Figures 7-A),B),C) illustrate a time frame of the WSS imaging sequence corresponding to peak systole in the case of a control, a low stenotic and a highly stenotic atherosclerotic carotid artery, respectively. Figure 7-D), E) show the ${\text{WSS}}_{\text{PS}}$ and HI values in control versus pathological carotid arteries. The unpaired Student’s t-test indicated that ${\text{WSS}}_{\text{PS}}$ was significantly higher in age matched controls, as compared pathological arteries with non-stenosing atherosclerosis (controls: 1.98 ± 0.37 Pa; pathological: 1.47 ± 0.55 Pa; p<0.01). HI was on average lower in the control, as compared to the pathological group, however, the difference was not significant. (controls: 0.76 ± 0.04; pathological: 0.79 ± 0.07; p>0.05). Videos depicting simultaneous propagation of distension pulse wave and WSS maps corresponding to the subjects shown in Figures 7-A),B),C) have been included in supplementary multimedia 5, 6 and 7 respectively.

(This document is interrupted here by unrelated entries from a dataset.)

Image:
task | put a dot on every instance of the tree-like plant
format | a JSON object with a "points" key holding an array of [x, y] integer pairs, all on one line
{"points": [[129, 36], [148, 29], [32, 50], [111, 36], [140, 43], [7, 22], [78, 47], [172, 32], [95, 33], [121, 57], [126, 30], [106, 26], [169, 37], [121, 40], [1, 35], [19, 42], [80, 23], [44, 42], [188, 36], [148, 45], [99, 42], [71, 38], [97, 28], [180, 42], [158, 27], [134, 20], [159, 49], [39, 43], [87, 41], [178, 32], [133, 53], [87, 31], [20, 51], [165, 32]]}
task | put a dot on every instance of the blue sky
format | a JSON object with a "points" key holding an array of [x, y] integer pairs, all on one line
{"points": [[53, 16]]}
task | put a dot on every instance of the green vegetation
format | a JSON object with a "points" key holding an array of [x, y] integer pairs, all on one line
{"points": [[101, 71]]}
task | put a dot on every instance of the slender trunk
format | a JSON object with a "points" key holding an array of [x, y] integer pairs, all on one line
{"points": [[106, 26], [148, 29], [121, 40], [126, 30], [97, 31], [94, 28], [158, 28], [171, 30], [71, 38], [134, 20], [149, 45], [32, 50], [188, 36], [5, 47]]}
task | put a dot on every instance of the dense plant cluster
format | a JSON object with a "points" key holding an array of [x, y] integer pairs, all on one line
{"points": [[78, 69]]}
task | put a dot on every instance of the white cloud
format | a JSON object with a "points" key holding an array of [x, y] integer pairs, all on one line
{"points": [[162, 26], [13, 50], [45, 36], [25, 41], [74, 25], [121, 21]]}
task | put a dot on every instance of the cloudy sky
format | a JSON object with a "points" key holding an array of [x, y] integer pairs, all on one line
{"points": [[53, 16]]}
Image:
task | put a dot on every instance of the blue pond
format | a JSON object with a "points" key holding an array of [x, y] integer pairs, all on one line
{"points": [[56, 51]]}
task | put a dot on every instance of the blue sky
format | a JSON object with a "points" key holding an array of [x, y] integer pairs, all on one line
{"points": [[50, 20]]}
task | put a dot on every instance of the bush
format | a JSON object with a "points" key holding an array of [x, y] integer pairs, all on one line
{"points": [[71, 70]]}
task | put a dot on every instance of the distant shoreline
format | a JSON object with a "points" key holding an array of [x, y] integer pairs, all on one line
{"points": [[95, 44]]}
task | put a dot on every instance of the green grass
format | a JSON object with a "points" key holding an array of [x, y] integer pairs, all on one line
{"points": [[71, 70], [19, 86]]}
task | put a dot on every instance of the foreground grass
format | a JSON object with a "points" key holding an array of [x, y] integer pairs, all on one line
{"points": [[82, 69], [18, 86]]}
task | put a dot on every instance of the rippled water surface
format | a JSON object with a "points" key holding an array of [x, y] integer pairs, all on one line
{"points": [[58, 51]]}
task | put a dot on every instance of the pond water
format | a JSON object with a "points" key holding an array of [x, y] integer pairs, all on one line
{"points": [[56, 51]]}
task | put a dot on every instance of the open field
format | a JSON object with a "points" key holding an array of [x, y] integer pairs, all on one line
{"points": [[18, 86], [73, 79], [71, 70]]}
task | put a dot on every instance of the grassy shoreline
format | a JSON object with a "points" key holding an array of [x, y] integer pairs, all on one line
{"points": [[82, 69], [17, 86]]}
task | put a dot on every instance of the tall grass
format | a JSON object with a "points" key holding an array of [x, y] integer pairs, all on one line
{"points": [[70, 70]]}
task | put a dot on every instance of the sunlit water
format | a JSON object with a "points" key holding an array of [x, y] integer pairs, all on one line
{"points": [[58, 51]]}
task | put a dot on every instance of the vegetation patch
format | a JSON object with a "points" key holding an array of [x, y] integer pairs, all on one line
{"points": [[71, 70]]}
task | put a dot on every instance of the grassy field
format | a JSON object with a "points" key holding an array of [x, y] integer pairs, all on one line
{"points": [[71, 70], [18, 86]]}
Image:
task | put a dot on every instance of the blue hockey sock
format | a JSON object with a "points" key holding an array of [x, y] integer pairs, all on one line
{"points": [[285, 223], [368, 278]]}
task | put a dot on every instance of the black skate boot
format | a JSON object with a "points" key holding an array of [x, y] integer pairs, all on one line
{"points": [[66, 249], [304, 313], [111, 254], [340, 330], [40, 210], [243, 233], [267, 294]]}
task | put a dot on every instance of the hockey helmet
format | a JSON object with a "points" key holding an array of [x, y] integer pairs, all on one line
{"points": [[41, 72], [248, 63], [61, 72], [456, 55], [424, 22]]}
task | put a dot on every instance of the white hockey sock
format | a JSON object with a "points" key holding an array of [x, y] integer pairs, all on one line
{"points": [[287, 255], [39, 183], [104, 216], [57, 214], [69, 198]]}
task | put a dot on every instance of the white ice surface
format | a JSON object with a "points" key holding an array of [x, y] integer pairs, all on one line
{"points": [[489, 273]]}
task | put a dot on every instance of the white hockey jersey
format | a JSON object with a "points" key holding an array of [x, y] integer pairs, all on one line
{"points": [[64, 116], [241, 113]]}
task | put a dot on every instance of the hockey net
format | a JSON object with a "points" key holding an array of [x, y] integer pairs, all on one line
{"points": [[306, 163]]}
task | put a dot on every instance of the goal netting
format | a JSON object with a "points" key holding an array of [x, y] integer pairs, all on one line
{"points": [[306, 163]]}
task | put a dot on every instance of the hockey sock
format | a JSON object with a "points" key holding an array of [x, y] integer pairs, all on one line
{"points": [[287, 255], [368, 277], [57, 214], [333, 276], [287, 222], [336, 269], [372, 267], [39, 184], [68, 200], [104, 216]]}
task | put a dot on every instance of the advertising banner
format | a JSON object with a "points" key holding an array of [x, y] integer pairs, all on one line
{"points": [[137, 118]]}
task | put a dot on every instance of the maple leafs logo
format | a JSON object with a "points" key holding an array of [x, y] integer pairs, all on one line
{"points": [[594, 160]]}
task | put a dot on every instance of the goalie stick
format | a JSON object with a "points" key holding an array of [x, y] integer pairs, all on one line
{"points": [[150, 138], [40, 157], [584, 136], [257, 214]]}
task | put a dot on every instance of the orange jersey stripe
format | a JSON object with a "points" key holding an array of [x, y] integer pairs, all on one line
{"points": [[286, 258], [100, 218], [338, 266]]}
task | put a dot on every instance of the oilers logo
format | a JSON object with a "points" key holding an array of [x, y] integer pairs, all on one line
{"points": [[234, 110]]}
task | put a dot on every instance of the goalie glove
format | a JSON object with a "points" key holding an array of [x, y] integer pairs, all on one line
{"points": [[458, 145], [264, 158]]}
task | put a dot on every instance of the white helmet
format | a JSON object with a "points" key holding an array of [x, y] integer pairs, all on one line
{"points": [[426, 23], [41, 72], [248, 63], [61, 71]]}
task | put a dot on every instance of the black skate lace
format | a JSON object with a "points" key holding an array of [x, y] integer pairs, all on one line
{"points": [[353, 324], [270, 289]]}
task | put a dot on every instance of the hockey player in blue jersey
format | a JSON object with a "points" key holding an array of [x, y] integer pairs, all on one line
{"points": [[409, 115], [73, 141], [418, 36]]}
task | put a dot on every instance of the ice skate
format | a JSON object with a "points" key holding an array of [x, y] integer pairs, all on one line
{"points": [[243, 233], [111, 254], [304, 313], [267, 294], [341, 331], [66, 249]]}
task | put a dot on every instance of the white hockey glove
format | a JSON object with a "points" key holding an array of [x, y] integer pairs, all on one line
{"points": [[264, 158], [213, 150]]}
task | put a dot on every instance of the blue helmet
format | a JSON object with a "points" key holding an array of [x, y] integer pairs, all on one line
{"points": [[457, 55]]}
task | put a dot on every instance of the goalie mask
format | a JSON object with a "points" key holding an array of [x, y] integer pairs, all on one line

Figure 7-F) demonstrates the excised plaque sample of the patient shown in Figure 7-C), and a histological slice of Masson’s trichrome staining, corresponding to the approximate location of the scanning site. Histological examination revealed a highly vulnerable plaque, with a necrotic core and a thrombus. The presence of a thrombus at the plaque shoulder, upstream to the flow, indicates a potential site of plaque rupture. The approximate location of the rupture site is marked with the red rectangle in Figure 7-C). A high WSS value was observed in this region, indicating that elevated WSS can potentially be the cause of rupture, when a vulnerable atherosclerotic plaque is present.